In September 2023, a federal judge granted an injunction delaying the compliance dates for the CPFB Section 1071 final rule while the Supreme Court heard a separate case – involving the same parties - weighing the constitutionality of the CFPB’s funding structure.
In May 2024, the Supreme Court preserved the Consumer Financial Protection Bureau (CFPB) by upholding the bureau’s funding mechanism as constitutional in a 7-2 vote.
The justices’ decision caps a battle that marked the biggest legal threat to the CFPB since it was established in the wake of the 2008 financial crisis.

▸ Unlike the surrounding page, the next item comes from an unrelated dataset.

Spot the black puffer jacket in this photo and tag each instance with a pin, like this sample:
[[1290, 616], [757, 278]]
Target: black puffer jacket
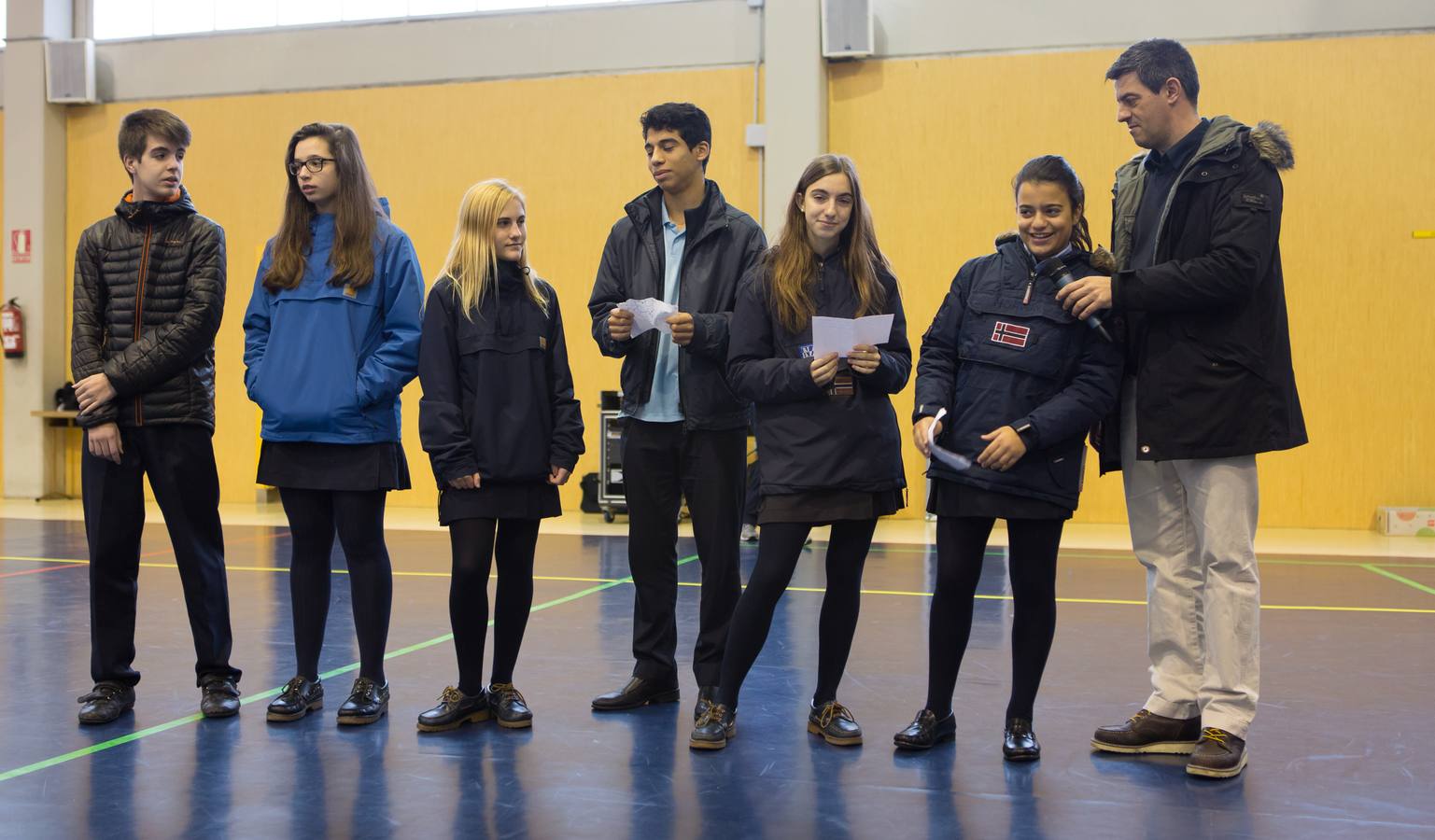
[[722, 244], [148, 300]]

As previously reported, two lender trade associations – including the American Bankers Association (ABA) - backed by business groups and all the nation’s Republican state attorneys general, contended the agency’s funding from the Federal Reserve violates Congress’s so-called “power of the purse”. Writing for the majority, Justice Clarence Thomas rejected that argument and sided with the Biden administration. Conservative justices Samuel Alito and Neil Gorsuch were the only two justices to dissent.
Established as part of the Dodd-Frank Wall Street reform law, lawmakers looked to insulate the CFPB by creating a funding mechanism outside Congress’s annual appropriations process. In its ruling, the high court acknowledged that the CFPB is “different” than other agencies but determined its method of drawing funds from the Federal Reserve System that its director has deemed “reasonably necessary to carry out” is constitutional.
The ABA issued a brief update on how this ruling affects the other lawsuits ABA and others have brought against the CFPB on several policy issues.